Publié le 27 août 2026 · par Ismael Samuel

Studio entre l'hôpital et l'université à Cayenne : les trajets réels

Il est six heures quarante, le jour s’est levé d’un coup comme presque tous les matins ici, et vous partez à pied de la rue Pacousine vers l’hôpital. Vous avez pris vos fonctions il y a trois jours, vous n’avez pas de voiture, et la seule chose que vous ayez lue avant de quitter la métropole, c’est « à 1,3 km du centre hospitalier ». Le chiffre est juste. Il ne dit à peu près rien de la marche que vous êtes en train de faire.

La réponse courte. Depuis ce point de la rue Pacousine, à Baduel, le centre hospitalier de Cayenne Andrée-Rosemon et l’Université de Guyane sont l’un et l’autre à 1,3 km à vol d’oiseau, dans deux directions différentes. Le premier commerce alimentaire est à 100 m, cinq libres-services sont dans un rayon de 600 m, cinq restaurants dans un rayon de 400 m. Le centre-ville est à 2,5 km, la gare routière à 2,3 km, les plages de Montjoly à 5,3 km. Toutes ces distances sont mesurées à vol d’oiseau : le tracé réel des rues est toujours plus long, et nous ne convertissons aucune de ces valeurs en minutes de marche. C’est à vous de le chronométrer le premier matin.

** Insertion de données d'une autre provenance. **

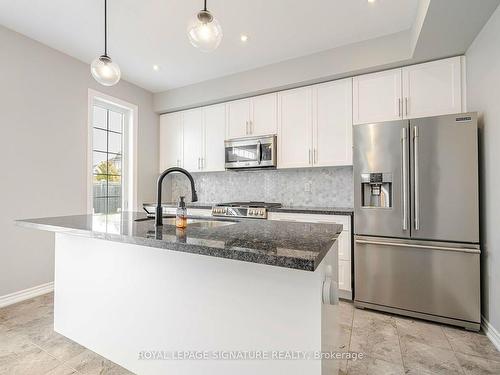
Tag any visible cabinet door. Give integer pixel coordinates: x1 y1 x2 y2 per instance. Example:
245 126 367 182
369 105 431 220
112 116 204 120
249 93 278 136
201 104 226 171
182 108 203 172
339 260 351 291
160 112 182 173
278 87 312 168
313 78 352 166
403 57 462 118
352 69 402 124
227 99 250 139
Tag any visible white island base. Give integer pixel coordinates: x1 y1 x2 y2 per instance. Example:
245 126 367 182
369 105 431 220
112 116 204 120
54 233 341 375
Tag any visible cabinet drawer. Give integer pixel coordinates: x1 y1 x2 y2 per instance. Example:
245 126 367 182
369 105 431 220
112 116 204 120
339 260 351 291
268 212 351 231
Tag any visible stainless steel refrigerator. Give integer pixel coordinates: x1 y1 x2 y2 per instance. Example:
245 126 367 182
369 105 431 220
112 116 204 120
353 113 481 330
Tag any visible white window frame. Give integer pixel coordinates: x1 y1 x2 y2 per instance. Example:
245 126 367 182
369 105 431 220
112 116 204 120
87 89 139 214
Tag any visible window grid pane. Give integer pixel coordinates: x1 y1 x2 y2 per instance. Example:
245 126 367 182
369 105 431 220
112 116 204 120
92 106 123 214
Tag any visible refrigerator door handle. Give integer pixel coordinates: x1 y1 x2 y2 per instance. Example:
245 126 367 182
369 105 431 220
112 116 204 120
356 240 481 254
413 126 420 230
401 128 408 231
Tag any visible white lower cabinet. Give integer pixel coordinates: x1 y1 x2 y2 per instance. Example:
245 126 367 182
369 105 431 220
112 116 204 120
268 212 352 299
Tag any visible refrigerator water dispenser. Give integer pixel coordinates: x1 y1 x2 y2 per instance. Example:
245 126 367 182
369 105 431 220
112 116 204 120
361 173 392 208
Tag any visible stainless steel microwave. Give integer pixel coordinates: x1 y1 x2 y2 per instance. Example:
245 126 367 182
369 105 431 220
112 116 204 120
224 135 277 169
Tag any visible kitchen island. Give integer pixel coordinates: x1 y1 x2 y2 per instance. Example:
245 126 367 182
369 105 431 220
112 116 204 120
17 212 342 374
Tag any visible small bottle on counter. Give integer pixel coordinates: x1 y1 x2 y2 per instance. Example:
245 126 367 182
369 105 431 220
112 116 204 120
175 197 187 228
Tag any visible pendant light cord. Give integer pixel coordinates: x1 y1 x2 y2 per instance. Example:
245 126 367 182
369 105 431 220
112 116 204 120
104 0 108 56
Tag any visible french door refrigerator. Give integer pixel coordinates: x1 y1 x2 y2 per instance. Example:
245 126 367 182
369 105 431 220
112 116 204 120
353 113 481 330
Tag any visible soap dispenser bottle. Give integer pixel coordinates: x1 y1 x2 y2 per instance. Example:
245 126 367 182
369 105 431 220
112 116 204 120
175 197 187 228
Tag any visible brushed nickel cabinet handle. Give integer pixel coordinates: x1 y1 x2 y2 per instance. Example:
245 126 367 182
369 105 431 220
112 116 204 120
355 240 481 254
401 128 408 230
413 126 420 230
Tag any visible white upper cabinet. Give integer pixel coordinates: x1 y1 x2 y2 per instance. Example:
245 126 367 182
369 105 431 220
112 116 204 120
182 108 203 172
227 99 250 139
249 93 278 136
160 112 182 173
227 93 278 139
278 86 313 168
201 104 226 172
313 78 352 167
403 57 465 118
353 57 466 124
352 69 402 124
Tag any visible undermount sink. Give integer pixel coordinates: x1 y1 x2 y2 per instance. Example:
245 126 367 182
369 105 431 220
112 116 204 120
163 217 237 228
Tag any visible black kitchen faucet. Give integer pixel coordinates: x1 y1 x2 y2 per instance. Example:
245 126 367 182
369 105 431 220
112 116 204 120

Pourquoi nous ne donnons pas de durée de trajet

À vol d’oiseau n’est pas à pied

Une distance à vol d’oiseau est la longueur du segment qui relie deux points sur une carte. Aucun piéton ne la parcourt : il suit des rues, contourne des îlots, attend à des carrefours. Selon la trame des voies, un trajet réel dépasse le plus souvent la mesure directe, parfois de beaucoup. Nous préférons donner la mesure brute, en le disant, plutôt qu’une durée arrondie qui aurait l’air d’une promesse.

Ce que la carte ne montre pas

Trois choses se vérifient uniquement sur place, et changent tout à la marche : la continuité des trottoirs, l’éclairage du soir, et la présence d’un passage protégé là où vous voudrez traverser. Le premier jour, faites votre trajet une fois de jour, puis une fois à l’heure où vous le ferez réellement. Un itinéraire agréable à onze heures ne l’est pas forcément à cinq heures du matin ou à vingt heures.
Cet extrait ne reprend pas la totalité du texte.